Cerejais is a freguesia ("civil parish") in the municipality of Alfândega da Fé, in continental Portugal. The population in 2011 was 202, in an area of 17.00 km^{2}.

==History==
A settlement in the area of Cerejais dates back to the 9th century. The origin of its name is also remotely associated with the Ceresales, Cersares and Cersales, a zone historically known for the cultivation of cherries and cherry orchards.

In 1706, from the writings of Father Carvalho da Costa, the settlement had about 70 homes. Later (1758), in the Memórias Paroquiais, the clergy in the settlement are represented by the rector of Alfândega da Fé, receiving annual 8$000 reis stipend.
By 1759, the lands of Cerejais were owned by the estate of the Marquis of Távora; that year, the Marquess' lands and property were confiscated by the state, stemming from the events of the Távora affair.

In 1855, until that year, the parish pertained to the municipality of Chacim, passing to Torre de Moncorvo and shortly later to Alfândega da Fé.

Even with these changes, by 1926, the settlement had no less than 79 homes and 311 inhabitants.

==Geography==
The parish of Cerejais is situated on a plateau, near the Sabor River.
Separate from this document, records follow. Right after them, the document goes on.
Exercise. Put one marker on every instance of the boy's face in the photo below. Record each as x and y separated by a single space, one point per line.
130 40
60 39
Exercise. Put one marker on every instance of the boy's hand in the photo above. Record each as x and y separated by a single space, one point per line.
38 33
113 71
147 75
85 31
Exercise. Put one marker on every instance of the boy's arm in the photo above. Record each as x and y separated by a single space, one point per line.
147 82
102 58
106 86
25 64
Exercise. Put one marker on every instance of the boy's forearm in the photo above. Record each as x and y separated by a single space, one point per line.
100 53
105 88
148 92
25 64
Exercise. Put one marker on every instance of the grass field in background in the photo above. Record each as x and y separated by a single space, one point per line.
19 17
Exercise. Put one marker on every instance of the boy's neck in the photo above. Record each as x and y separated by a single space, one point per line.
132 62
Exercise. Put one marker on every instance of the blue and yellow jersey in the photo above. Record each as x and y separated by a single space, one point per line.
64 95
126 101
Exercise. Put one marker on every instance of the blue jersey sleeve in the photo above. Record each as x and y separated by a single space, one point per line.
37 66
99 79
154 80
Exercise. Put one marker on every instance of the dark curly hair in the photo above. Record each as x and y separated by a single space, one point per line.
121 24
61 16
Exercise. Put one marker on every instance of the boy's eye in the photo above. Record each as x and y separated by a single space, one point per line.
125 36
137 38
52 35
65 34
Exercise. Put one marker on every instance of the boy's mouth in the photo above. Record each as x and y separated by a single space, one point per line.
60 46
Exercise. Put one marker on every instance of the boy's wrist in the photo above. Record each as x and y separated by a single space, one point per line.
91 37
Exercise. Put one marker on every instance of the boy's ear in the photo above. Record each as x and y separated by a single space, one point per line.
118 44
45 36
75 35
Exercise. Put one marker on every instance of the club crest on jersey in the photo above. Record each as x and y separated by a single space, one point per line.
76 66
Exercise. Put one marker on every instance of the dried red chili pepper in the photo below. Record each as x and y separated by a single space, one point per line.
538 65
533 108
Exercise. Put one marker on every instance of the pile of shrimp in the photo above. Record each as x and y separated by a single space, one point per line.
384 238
As from 2013, the construction of the Sabor dam ("Barragem do Baixo Sabor") terminated, resulting in a radical change in the landscape around the village, which can best be observed from the top of the Inculcas rocks ("Fragas das Inculcas"). The dam has left two historical hamlets ("quintas") that used to belong to Cerejais: Quinta Branca ("White Hamlet") and Quinta de Sao Goncalo ("St Goncalo's Hamlet"). The latter is often referred to as the "Quinta do Abreu" by the local's, in memory of one of its last inhabitants, who lived there until the late nineties. A statue of Sao Goncalo, originally from the Quinta de Sao Goncalo chapel, is kept in Cerejais. In the past, a number of families lives in these two locations by the river and a teacher taught there too at some point, reflecting the large number of children that existed.

Cerejais is located 8 kilometres from the municipal seat, south of the parish of Alfândega da Fé between the neighbouring parishes of Ferredosa and Sendim da Serra, to the west, and Sendim da Ribeira and Parada, in the east.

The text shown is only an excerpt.